I am working with a dataset containing 50 libraries of small RNAs. I am interested in all kinds of small RNAs (miRNA, tRNA fragments, piRNAs, etc.). I use an in-house script to obtain a matrix of counts: number of counts of each sequence for each sample. On this matrix I apply a low count filtering, so that I am left with a matrix of approximately 50K rows.
For me, the next logical step is to use this matrix as input to DESeq2 to obtain which sequences are differentially expressed between the experimental groups. However, I have some doubts about whether DESeq2 is suitable for this kind of data, as I don't know to what extent it is distributed in the same way as gene expression data. Could someone with experience with this kind of analysis tell me if this pipeline is correct? I have seen articles using this methodology, but I have not found direct answers from the package developer indicating that DESeq2 can be used with small-RNAseq data.

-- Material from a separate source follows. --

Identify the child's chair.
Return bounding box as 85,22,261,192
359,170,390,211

I see what you mean, maybe I should reformulate the question, as I am more worried about the assumptions you have to make to use DESeq2. If I am not wrong, in RNA-seq expression analysis the negative binomial distribution is often used to model individual gene expression counts.
However, I was wondering if this same distribution can be assumed for expression data of small RNAs. In my understanding, these small RNAs are not counted as individual genes, as in the case of RNA-seq expression, but are analyzed as single sequences or clusters of similar sequences.
Does anyone have experience or knowledge on what statistical distribution might be more appropriate for modeling small RNAs expression data? Poisson's distribution or some other might be more appropriate given the context of small RNAs?